Samples continuous subset of data, such as entire episode records lie within positions specified by interval Episode start position within interval is drawn from beta-distribution parametrised by b_alpha, b_beta. By default distribution is uniform one.

Parameters:
  • interval – tuple, list or 1d-array of integers of length 2: [lower_row_number, upper_row_number];
  • align – if True - try to align sample to beginning of interval;
  • b_alpha – float > 0, sampling B-distribution alpha param, def=1;
  • b_beta – float > 0, sampling B-distribution beta param, def=1;
  • name – str, sample filename id
  • force_interval – bool, if true: force exact interval sampling
Returns:

  1. number of records ~ max_episode_len, subj. to time_gap param; 2. actual episode start position is sampled from interval;
  • False if it is not possible to sample instance with set args.

Return type:

  • BTgymDataset instance such as

_sample_exact_interval(interval, name='interval_sample_', **kwargs)[source]

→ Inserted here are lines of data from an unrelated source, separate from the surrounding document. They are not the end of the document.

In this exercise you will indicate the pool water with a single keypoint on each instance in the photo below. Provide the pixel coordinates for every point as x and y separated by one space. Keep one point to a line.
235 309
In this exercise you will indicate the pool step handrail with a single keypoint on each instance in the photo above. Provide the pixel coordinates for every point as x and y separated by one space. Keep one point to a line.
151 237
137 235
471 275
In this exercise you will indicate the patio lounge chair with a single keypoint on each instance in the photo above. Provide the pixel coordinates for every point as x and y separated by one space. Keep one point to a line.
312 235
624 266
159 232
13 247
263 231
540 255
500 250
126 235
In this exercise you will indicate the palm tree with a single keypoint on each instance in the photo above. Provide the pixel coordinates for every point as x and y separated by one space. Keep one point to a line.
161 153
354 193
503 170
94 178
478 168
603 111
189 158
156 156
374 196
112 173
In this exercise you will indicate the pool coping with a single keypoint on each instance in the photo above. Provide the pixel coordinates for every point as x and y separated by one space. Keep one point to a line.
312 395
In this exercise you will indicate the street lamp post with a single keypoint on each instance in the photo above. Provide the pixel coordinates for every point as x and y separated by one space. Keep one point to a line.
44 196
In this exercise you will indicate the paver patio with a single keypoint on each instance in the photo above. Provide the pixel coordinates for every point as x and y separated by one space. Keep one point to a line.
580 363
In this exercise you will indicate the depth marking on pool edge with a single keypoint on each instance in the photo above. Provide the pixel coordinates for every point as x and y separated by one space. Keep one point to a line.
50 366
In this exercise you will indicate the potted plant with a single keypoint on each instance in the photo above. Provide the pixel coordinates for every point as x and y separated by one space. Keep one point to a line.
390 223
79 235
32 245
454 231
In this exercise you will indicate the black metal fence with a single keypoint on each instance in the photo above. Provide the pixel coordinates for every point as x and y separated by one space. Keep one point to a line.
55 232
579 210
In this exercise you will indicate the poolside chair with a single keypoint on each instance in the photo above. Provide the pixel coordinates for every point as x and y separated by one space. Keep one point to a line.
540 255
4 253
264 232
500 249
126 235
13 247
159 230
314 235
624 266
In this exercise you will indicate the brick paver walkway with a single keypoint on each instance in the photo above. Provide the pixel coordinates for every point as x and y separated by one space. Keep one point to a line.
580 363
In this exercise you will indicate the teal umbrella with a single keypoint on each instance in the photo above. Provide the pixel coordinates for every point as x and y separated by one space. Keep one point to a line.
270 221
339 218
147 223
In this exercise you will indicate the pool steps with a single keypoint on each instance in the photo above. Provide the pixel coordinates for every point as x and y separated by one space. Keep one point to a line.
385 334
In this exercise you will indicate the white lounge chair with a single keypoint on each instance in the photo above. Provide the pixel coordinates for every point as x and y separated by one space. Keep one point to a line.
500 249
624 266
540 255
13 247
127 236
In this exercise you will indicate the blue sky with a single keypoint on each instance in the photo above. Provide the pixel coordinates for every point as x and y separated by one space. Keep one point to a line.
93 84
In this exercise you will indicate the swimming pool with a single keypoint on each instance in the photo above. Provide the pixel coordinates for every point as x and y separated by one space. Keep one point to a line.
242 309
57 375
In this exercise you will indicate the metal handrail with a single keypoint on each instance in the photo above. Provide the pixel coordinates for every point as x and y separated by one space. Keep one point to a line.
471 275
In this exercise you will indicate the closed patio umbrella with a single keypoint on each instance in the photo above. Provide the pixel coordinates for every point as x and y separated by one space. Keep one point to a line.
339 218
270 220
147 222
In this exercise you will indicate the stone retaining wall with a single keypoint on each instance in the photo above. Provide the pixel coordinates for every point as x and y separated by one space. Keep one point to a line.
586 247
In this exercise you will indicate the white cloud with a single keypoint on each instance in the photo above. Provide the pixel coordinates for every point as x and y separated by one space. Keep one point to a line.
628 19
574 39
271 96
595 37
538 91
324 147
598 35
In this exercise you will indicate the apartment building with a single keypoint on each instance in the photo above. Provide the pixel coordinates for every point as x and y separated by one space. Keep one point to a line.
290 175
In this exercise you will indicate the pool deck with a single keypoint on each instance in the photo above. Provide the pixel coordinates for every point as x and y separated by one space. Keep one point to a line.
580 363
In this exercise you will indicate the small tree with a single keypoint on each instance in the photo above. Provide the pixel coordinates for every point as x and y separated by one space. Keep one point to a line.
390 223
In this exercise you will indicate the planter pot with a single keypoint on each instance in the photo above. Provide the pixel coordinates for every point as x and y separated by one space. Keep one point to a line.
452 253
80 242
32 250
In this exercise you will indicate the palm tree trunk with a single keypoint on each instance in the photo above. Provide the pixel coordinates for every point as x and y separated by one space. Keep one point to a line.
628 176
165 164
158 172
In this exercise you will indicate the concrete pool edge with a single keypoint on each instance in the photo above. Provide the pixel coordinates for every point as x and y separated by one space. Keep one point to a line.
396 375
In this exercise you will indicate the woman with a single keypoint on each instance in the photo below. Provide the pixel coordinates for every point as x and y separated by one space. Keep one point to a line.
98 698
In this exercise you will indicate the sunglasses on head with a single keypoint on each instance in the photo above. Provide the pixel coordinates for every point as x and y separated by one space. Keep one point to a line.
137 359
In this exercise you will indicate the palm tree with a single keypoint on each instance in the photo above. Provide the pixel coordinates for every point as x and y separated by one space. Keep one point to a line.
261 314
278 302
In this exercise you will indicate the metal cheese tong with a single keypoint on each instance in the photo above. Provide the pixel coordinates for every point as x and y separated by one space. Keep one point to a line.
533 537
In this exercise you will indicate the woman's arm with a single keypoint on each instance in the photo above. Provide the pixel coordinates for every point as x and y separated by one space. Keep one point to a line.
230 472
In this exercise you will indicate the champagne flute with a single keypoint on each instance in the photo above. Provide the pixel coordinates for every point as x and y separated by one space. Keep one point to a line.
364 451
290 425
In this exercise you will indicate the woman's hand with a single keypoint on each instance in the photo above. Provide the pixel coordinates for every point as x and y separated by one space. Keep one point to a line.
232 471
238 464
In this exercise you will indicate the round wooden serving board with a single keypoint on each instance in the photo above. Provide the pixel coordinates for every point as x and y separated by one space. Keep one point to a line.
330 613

Samples exactly defined interval.

Parameters:
  • interval – tuple, list or 1d-array of integers of length 2: [lower_row_number, upper_row_number];
  • name – str, sample filename id
Returns:

BTgymDataset instance.

btgym.datafeed.base.random_beta()

beta(a, b, size=None)

Draw samples from a Beta distribution.

The Beta distribution is a special case of the Dirichlet distribution, and is related to the Gamma distribution. It has the probability distribution function

\[f(x; a,b) = \frac{1}{B(\alpha, \beta)} x^{\alpha - 1} (1 - x)^{\beta - 1},\]

where the normalisation, B, is the beta function,

\[B(\alpha, \beta) = \int_0^1 t^{\alpha - 1} (1 - t)^{\beta - 1} dt.\]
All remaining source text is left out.